L’evento “preveduto e voluto”  dal dolo in art. 43.1 c.p. è quello designato o uno qualunque, (purchè) tipologicamente corrispondente?

Potrebbe essere questo l’evento determinato del dolo determinato?

Quando potesse esserlo, come sarebbe discriminabile dall’evento indeterminato del dolo indeterminato?

 

Quando l’evento (“da cui dipende l’esistenza del delitto”: art. 43.1 c.p.) non fosse “conseguenza della azione”, coscientemente e volutamente intenta (art. 42.1, 43.1: “secondo l’intenzione”) a cagionarlo,  esattamente come quello di cui si discute, che seguirebbe ma non conseguirebbe la azione errante o l’errare di quanto causasse, esso sarebbe doloso?

 

Per tanto, non appare probabile che l’assimilazione suddetta agisca ( criminologicamente) sulla pena in vece che sul reato,  nello zelo  della tutela della “persona”?

 

D’altronde, perché, errando l’azione o quanto causi, in art. 83 c.p.,  esattamente come in art. 82 c.p., dell’ “evento” che cagioni  si risponde   “a titolo di colpa”? O perché questo evento sarebbe “diverso da quello voluto” e non lo sarebbe quello, pur causato da  identica azione (perché l’uno sarebbe “colposo e l’altro “doloso”)?  

 

Per giunta, premesso il dolo,  dalla tesi in discussione,  dell’evento “aberrante” in art. 82.1 c.p. (financo, questo fonderebbe il principio della estraneità della identità della persona, dunque dell’evento che la investisse, all’oggetto del dolo!), perchè mai è derogata la regola, mediante il richiamo dell’art. 60 c.p., di esistenza, per l’imputazione, “oggettiva”,  delle circostanze aggravanti  e di quelle attenuanti erroneamente supposte (escluse quelle inerenti l’età, o altre condizioni o qualità, fisiche o psichiche, della persona offesa)  riguardanti “le condizioni o qualità della persona offesa, o i rapporti tra offeso e colpevole”)? 

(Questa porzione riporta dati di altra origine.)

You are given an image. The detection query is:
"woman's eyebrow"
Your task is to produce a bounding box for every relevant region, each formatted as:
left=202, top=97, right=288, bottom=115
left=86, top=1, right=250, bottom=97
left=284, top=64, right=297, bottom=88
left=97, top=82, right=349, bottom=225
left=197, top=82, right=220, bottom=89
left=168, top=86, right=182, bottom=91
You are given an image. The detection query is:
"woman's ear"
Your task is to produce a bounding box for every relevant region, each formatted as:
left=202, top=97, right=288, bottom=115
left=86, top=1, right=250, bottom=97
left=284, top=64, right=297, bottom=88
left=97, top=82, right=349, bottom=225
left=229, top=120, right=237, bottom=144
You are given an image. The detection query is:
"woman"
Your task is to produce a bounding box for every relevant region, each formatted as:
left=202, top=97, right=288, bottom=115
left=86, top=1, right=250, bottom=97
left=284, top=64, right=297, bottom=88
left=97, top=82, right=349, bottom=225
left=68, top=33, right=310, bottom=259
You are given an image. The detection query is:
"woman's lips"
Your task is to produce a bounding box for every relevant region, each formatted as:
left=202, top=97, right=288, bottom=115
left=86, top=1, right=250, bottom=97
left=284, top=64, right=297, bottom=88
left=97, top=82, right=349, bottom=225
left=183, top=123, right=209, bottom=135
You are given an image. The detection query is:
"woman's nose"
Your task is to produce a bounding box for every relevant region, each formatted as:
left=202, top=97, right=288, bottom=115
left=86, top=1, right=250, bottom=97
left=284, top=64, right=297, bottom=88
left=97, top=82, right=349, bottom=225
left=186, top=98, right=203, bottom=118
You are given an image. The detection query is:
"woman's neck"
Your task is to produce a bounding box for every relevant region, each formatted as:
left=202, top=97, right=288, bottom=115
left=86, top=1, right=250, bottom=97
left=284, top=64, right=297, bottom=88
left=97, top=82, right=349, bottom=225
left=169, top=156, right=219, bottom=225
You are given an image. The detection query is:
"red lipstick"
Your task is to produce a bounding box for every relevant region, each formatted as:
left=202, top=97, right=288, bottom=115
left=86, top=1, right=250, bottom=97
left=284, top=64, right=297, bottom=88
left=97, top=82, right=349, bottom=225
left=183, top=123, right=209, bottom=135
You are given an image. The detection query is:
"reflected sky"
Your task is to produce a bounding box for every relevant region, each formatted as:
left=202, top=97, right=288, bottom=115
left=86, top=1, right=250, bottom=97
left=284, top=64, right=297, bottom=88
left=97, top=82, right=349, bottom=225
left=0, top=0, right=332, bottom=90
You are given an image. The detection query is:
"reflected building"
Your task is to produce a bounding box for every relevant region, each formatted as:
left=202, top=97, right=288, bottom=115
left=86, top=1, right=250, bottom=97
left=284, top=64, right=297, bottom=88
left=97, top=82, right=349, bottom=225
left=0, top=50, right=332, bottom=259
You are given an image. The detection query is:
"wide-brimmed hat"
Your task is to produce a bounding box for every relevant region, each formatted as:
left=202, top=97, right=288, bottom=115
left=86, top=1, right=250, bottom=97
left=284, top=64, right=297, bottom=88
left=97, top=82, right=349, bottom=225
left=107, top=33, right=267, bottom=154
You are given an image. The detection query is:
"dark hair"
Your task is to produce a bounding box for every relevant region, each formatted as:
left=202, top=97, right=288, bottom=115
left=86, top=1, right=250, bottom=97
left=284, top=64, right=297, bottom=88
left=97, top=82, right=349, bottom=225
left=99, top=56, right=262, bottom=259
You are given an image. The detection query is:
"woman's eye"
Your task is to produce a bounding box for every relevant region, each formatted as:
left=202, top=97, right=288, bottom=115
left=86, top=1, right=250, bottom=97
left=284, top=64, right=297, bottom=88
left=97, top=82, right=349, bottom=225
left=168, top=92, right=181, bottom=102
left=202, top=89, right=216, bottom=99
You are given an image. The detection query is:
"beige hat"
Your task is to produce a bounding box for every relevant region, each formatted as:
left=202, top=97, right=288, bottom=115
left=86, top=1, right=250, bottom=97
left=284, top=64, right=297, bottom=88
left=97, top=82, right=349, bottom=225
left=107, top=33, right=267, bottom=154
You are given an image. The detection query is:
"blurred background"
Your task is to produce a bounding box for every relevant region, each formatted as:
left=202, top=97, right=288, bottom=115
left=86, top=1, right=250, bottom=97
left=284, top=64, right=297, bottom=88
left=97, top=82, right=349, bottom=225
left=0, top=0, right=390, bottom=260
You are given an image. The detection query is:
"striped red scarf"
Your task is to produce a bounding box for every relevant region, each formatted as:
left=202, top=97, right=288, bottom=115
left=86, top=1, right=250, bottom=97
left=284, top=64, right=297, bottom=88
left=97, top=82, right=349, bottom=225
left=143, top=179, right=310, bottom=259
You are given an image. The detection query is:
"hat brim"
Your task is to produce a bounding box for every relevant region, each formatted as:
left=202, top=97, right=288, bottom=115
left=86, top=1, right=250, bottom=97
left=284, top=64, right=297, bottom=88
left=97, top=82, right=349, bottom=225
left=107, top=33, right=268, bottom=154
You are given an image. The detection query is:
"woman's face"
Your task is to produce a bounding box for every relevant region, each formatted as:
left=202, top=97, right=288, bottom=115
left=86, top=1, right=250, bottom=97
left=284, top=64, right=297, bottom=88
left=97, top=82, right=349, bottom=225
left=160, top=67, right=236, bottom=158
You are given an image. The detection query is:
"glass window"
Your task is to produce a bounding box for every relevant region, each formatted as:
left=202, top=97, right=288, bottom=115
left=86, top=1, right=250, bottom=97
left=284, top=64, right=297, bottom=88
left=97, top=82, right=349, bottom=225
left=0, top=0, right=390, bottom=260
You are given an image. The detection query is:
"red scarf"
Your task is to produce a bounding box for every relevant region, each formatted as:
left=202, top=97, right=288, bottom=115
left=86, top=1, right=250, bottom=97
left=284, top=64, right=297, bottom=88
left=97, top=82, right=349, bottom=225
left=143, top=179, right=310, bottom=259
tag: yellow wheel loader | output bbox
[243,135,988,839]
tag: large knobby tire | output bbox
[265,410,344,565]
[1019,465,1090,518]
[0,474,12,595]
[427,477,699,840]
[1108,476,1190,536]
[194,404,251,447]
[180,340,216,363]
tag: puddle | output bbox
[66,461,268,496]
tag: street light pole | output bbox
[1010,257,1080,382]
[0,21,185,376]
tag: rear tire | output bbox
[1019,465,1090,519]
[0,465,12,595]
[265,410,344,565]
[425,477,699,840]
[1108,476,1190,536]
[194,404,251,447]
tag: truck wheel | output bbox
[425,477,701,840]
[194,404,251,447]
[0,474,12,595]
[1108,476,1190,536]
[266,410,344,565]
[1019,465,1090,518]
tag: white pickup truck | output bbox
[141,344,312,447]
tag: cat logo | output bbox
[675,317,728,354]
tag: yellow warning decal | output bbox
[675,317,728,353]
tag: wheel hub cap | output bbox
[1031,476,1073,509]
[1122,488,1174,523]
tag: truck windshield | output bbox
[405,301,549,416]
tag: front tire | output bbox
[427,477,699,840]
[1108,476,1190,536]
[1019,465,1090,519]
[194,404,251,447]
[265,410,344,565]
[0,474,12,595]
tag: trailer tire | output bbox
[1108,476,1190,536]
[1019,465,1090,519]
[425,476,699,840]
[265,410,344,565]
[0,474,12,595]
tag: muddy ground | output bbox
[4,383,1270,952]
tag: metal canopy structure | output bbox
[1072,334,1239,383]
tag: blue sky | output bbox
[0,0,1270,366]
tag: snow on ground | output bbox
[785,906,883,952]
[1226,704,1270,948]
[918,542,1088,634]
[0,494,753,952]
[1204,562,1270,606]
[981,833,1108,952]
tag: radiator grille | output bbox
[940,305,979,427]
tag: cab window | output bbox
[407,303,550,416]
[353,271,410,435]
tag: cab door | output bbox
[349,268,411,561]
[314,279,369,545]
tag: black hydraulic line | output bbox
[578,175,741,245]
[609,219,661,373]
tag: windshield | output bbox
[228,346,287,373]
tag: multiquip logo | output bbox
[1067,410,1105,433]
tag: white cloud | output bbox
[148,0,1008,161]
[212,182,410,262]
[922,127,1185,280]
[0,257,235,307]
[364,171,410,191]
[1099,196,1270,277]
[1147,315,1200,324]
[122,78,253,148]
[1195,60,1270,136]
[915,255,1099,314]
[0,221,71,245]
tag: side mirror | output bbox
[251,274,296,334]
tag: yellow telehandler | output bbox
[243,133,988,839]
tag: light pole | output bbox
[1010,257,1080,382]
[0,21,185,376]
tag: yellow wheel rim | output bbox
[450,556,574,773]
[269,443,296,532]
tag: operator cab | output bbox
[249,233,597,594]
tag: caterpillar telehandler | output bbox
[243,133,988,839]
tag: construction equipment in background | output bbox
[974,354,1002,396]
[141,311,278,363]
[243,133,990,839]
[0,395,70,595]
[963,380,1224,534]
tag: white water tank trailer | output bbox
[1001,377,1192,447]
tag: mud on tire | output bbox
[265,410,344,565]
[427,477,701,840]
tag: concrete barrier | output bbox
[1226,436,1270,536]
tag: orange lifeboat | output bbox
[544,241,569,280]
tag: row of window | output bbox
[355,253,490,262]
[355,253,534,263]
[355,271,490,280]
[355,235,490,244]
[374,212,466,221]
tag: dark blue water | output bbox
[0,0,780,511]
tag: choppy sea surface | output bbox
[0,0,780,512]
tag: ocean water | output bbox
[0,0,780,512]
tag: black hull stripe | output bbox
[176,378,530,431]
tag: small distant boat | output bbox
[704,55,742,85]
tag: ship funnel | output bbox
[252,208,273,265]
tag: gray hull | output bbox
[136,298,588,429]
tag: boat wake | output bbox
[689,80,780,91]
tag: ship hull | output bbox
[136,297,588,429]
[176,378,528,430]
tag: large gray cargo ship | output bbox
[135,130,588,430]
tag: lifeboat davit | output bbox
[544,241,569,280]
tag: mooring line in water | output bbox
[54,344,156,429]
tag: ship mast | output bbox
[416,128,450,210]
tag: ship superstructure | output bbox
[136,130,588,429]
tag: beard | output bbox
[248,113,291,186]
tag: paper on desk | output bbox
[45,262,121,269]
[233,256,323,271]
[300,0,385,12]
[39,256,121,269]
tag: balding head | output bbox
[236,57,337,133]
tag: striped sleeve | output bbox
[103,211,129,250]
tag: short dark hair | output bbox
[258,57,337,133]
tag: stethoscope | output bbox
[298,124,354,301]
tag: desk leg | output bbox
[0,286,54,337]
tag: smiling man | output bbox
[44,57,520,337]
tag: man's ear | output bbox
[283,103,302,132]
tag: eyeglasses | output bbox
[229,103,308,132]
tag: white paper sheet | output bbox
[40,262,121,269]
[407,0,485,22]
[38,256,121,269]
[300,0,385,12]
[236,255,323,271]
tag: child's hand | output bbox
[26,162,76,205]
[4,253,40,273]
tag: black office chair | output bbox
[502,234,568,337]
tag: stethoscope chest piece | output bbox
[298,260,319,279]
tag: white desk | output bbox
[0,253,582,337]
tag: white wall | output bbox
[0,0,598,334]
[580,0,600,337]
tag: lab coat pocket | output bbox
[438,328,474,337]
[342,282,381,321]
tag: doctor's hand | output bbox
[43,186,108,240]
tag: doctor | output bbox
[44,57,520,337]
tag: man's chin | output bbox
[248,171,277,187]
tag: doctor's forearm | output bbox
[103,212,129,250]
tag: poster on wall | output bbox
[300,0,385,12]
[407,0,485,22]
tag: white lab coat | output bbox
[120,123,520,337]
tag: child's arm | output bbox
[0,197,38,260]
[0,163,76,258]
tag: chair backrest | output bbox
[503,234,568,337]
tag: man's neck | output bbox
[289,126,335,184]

Cioè, perchè circostanze aggravanti effettivamente esistenti sarebbero disapplicate, circostanze attenuanti effettivamente inesistenti sarebbero applicate? Il favore, del reo, trasparente dalla deroga, non sarebbe  ingiustificabile (al pari, d’altro canto,  del cumulo giuridico della pena nel caso di realizzazione della doppia offesa: art. 82.2 c.p.) da siffatta  premessa?

E inoltre, dato che  l’art. 60 c.p. deroga, alla regola suddetta,  scontando, dal disvalore del reato,  la degradazione infertagli dall’”errore vizio”, nel quale sia incorso il reo,  di appercezione della persona offesa, dalla “adolosità” dell’evento che la investisse,  opererebbe, nell’art. 82 in esame, contra rationem suam, eterogeneticamente?

 

Letteralmente poi:

rispetto la persona designata,  l’offesa  “era diretta” (art. 81.1.2 c.p.), e tale persona “si voleva offendere” (art. 81.1 c.p.);

dunque non era “diretta” alla persona diversa nè “si voleva offendere” questa;

la marcatura letterale della coppia degli eventi, inoltre,  è assai ferma  in art. 83 c.p., ove l’uno è “voluto” e l’altro “non voluto”, nell’identità della azione dolosa.

 

Pertanto

 il reato commesso, in danno di persona diversa da quella designata, non è essenzialmente doloso; d’altronde, l’incongruenza degli apparati logici che  sostengono l’opposto, lo mostra ulteriormente.